Grave la situazione nel Mediterraneo. C’è probabilmente un nesso tra le dimissioni del Direttore della Cia, David Petraeus, e l’eccidio dell’11 dicembre a Bengasi, dove il Consolato Usa era una copertura per una “stazione” dell’intelligence americana. Indubbiamente, dopo l’avvenimento, la Casa Bianca sarà meno propensa a esporsi in Libia. Ha ancora vivo il ricordo della Somalia. Già un Presidente “democratico” Usa, Bill Clinton, pur potendo tagliare la testa a Al Qaeda dopo gli eccidi a Nairobi e Dar-es-Salaam e prima di quello alle Torri Gemelle, esitò dato che parte crescente del suo elettorato era di colore. Quindi, in Libia si finirà in lotte per bande (Noi speriamo che ce la caviamo).

Gli “obamiani italiani” affermano che in compenso si avrà una “Comunità economica atlantica” e una “zona di libero scambio atlantica”. Non solo è un sogno che ha alimentato la generazione di italiani che negli anni Sessanta e Settanta erano giovani internazionalisti e credevano in un mondo più libero alimentato da un commercio internazionale più libero. Ora, infatti, l’Amministrazione Obama non solo guarda ad altre aree, ma è fortemente protezionista: ha bloccato un accordo di libero scambio con la Colombia dopo che i poveri colombiani ne hanno fatte di cotte e di crude per bloccare il narco-traffico.

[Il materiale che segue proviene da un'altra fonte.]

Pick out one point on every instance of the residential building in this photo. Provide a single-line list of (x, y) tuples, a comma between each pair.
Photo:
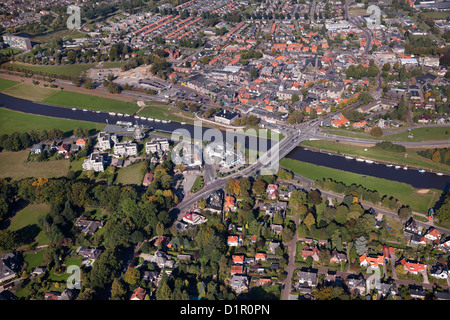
[(125, 149), (95, 161)]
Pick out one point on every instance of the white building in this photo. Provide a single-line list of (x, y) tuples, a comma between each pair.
[(95, 161), (125, 149)]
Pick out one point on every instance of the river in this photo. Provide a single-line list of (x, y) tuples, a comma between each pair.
[(410, 176), (422, 180)]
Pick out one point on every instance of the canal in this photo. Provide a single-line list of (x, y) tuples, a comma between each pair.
[(410, 176)]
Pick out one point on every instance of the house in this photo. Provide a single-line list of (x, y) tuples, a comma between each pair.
[(375, 261), (194, 218), (237, 258), (237, 269), (271, 247), (214, 202), (157, 145), (337, 257), (63, 148), (37, 148), (81, 143), (276, 228), (272, 191), (95, 161), (39, 270), (307, 278), (239, 283), (386, 289), (356, 284), (125, 149), (310, 252), (439, 271), (413, 267), (150, 276), (260, 256), (65, 295), (88, 227), (234, 241), (230, 204), (138, 294), (148, 178)]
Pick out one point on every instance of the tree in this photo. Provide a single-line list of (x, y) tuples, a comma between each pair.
[(118, 290), (376, 132), (309, 221), (132, 276)]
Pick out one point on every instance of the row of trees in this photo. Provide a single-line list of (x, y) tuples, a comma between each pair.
[(19, 141)]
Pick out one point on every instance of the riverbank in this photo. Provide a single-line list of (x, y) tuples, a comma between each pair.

Il secondo mandato di Obama sarà più protezionista del primo anche in quanto la campagna elettorale è stata finanziata principalmente da lobby contrarie alla libertà di mercato a livello internazionale. L’era dei negoziati multilaterali nell’ambito del Wto deve essere considerata chiusa – lo ha detto Pascal Lamy a Mario Monti. La stessa esistenza del Wto è a rischio: per i prossimi quattro anni deve proporsi di sopravvivere, senza farsi troppo notare.

In Italia, smettiamo di farci illusioni: il patto che lega l’United auto workers (Uaw), il sindacato automobilistico americano, e Sergio Marchionne prevede il trasferimento della cabina di regia della Chrysler-Fiat a Detroit. Per Obama e per la Uaw, Melfi e Pomigliano d’Arco non sono neanche puntini sulla carta geografica.